New wine Web site uses video to attract audience

Published April 22, 2008 4:00am ET



D.C.-based WineTasteTV.com is trying to find a niche, somewhere YouTube meets vino.

The site, which quietly debuted in February, is aiming to be an online television channel for wine lovers, featuring such content as winery profiles, stories on wine bars and wine events coverage.

“Nobody in the wine industry has tackled video from the perspective of an on-demand channel,” said Roger Marmet,the founder and president of the site.

The venture plans to make its money through advertising, selling wine-related products and producing videos on the side for wineries.

The U.S. market for wine has been increasing slowly, topping 700 million gallons of wine in 2005, according to the U.S. Department of Agriculture.

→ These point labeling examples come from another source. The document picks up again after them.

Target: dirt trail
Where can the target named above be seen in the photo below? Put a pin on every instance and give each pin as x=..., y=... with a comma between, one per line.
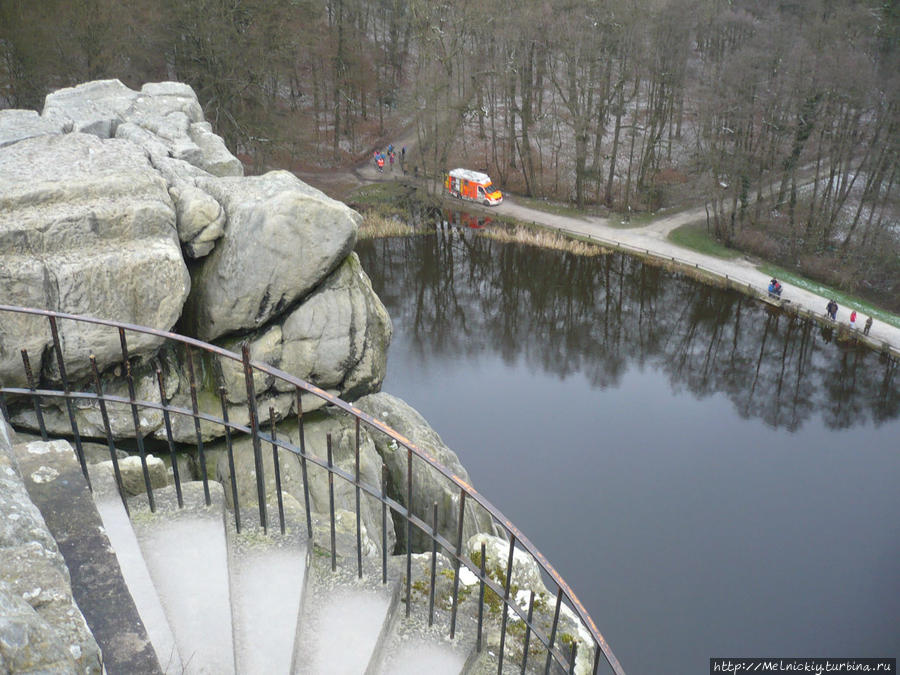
x=651, y=238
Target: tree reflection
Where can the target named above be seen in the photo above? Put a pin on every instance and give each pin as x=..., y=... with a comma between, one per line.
x=461, y=294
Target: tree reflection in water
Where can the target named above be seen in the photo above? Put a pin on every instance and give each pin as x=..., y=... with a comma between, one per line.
x=461, y=294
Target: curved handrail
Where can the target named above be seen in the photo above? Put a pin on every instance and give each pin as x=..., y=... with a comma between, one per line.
x=466, y=491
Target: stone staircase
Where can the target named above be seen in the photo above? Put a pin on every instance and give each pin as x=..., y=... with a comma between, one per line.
x=181, y=591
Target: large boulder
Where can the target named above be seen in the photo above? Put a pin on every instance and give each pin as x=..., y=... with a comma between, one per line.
x=17, y=125
x=87, y=227
x=282, y=238
x=164, y=118
x=428, y=484
x=337, y=340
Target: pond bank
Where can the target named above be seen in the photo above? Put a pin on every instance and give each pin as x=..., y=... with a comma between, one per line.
x=650, y=243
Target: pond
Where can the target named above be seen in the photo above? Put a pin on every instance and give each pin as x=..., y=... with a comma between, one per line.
x=711, y=477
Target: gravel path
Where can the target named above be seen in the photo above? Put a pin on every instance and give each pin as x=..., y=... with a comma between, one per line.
x=649, y=239
x=652, y=239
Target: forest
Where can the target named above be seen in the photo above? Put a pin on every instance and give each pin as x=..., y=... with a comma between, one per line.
x=781, y=116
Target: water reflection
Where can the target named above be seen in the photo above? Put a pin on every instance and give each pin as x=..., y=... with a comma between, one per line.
x=463, y=294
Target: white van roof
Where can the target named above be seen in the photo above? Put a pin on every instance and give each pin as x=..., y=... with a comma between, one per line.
x=474, y=176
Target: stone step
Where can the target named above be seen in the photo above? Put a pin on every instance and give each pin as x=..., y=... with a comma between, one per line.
x=186, y=554
x=418, y=643
x=267, y=573
x=134, y=569
x=343, y=619
x=57, y=487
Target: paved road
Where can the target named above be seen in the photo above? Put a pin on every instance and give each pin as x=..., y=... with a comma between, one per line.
x=650, y=238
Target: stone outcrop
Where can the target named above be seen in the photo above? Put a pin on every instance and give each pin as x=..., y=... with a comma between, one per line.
x=17, y=125
x=102, y=199
x=283, y=239
x=165, y=118
x=430, y=486
x=87, y=227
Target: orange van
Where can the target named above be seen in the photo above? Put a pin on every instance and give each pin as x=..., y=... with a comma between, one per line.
x=473, y=186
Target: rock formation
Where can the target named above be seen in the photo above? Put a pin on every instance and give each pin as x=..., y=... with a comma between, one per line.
x=105, y=198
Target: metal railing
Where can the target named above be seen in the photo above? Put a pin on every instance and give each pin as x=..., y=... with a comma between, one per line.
x=56, y=385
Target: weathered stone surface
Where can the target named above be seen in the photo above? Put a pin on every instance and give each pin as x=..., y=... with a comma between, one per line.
x=339, y=337
x=93, y=107
x=164, y=118
x=316, y=429
x=133, y=474
x=282, y=238
x=32, y=568
x=17, y=125
x=57, y=487
x=87, y=227
x=28, y=644
x=337, y=340
x=88, y=416
x=428, y=484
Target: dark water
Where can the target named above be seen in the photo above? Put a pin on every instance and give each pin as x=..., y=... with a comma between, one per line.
x=712, y=479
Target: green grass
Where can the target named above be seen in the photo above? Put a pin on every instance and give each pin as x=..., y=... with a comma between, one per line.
x=555, y=208
x=377, y=194
x=638, y=219
x=695, y=237
x=842, y=298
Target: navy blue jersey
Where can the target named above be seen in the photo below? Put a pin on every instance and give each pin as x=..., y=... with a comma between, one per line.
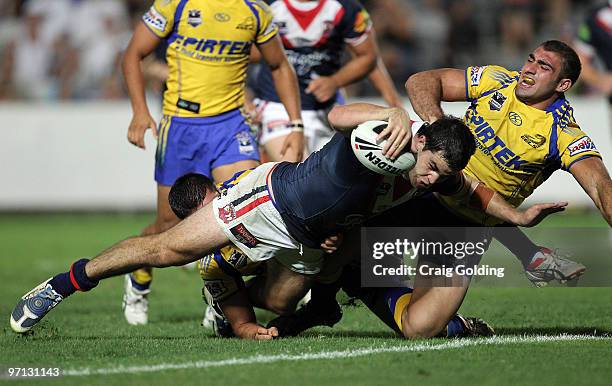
x=314, y=41
x=328, y=193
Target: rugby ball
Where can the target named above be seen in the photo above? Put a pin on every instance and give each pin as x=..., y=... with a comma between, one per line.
x=369, y=152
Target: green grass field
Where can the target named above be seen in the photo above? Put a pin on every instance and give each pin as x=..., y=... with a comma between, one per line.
x=87, y=337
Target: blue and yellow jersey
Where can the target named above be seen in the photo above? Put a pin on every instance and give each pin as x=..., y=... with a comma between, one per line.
x=517, y=146
x=209, y=42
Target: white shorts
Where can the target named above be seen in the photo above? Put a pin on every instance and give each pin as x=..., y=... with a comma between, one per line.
x=274, y=121
x=248, y=217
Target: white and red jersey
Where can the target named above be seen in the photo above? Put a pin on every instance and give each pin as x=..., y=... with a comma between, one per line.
x=314, y=34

Wine-related Web sites have skyrocketed over the past few years, according to Gary Vaynerchuk, who does a daily wine webcast on Wine

LibraryTV, a video wine blog that debuted in 2006 and now reaches 80,000 people a day.

“I think there’s always room for innovation,” said Vaynerchuck of WineTasteTV.com’s chances for success.

Vaynerchuck thinks the next trend in Web 2.0 wine applications will be a mobile function that allows individuals to use their cell phones to get wine information and reviews.

Marmet’s not the only local entrepreneur to find success in the wine industry. Springfield, Va.-based Big Tattoo Wines recently announced it has now donated more than $1 million to cancer-related charities through sales from its label.

Big Tattoo is the brainchild of two brothers, Alex and Erik, who wanted to do something to honor their mother, Liliana, who died of breast cancer. Their father owned a wine import business, Billington Wines, and Erik was a tattoo artist.

Erik designed a fleur-de-lis tattoo, his mother’s favorite symbol, which became the logo for Big Tattoo Wines, which donates 50 cents for every bottle sold to charities nationwide.

The label now has six blends —three Big Tattoo varieties and three reservas sold under the name Two Brothers, Alex Bartholomaus said.

The wines are available in various small wine shops and Whole Foods in the D.C. area and retail from $9 to $13.

Bartholomaus isn’t about to rest on the label’s successes.

“It’s goingto take a lot more wine drinkers to reach our goal of $1 million raised per year rather than $1 million over five years,” he said.